Unlike the vacuum cleaner, the radio, or the bicycle, which retain their use value when everyone has one, the car, like a villa by the sea, is only desirable and useful insofar as the masses don’t have one. That is how in both conception and original purpose the car is a luxury good. And the essence of luxury is that it cannot be democratized. If everyone can have luxury, no one gets any advantages from it.
Gorz discusses how the promise of the car was that it would allow the driver to go faster than other road users, but once everyone could buy one, that advantage disappeared because it created traffic and slowed every car down. The car is thus a luxury good because it only works properly when few use it.

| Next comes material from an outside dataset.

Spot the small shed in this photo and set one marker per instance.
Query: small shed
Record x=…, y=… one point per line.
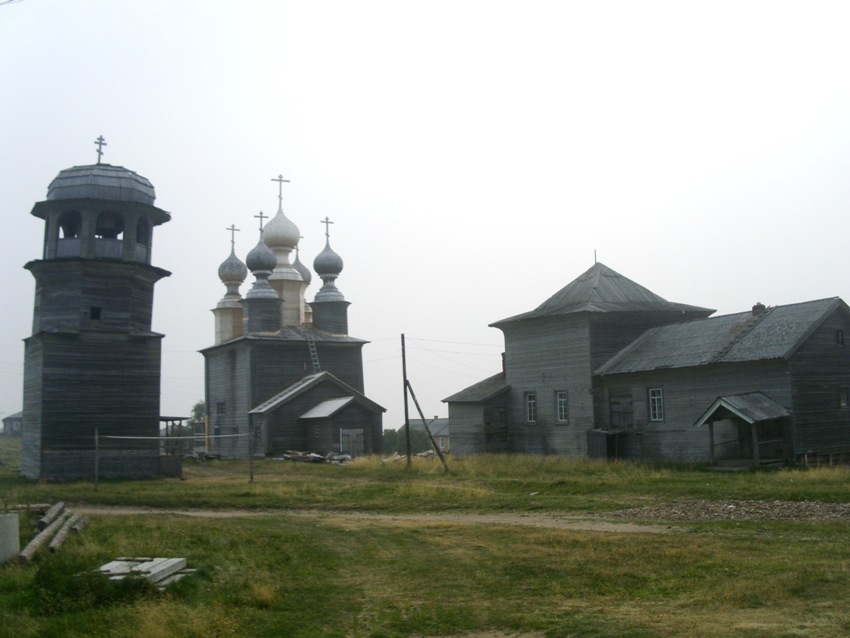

The essay is a great read, and I recommend it, because it immediately brought to mind the transport fantasies of the tech industry. Elon Musk promises that his Boring tunnels will eliminate traffic, but they’ll only work as promised if they’re restricted to him and his wealthy buddies; if everyone uses them, they’ll clog up and the speed advantage will be lost.
Similarly,
Uber and
Lyft are only used by a small percentage of urban residents, but they’ve already created enormous problems by slowing everyone down and taking trips from transit. The solution isn’t to shift from personal ownership to on-demand when the problem is the number of cars, especially when ride-hailing trips add more travel miles because of
deadheading.
I could say the same of Uber’s flying cars: if everyone is using them, the skies will be filled be quasi-helicopters, eliminating the promised benefits. Plus, do we even want our skies filled with helicopters?
Tech-transport solutions are making promises they can’t keep; promises that only work if a small (well-off) percentage of residents actually use their transport fantasies. They’re making the same promise as automakers made about cars, and we need to recognize that before it’s too late.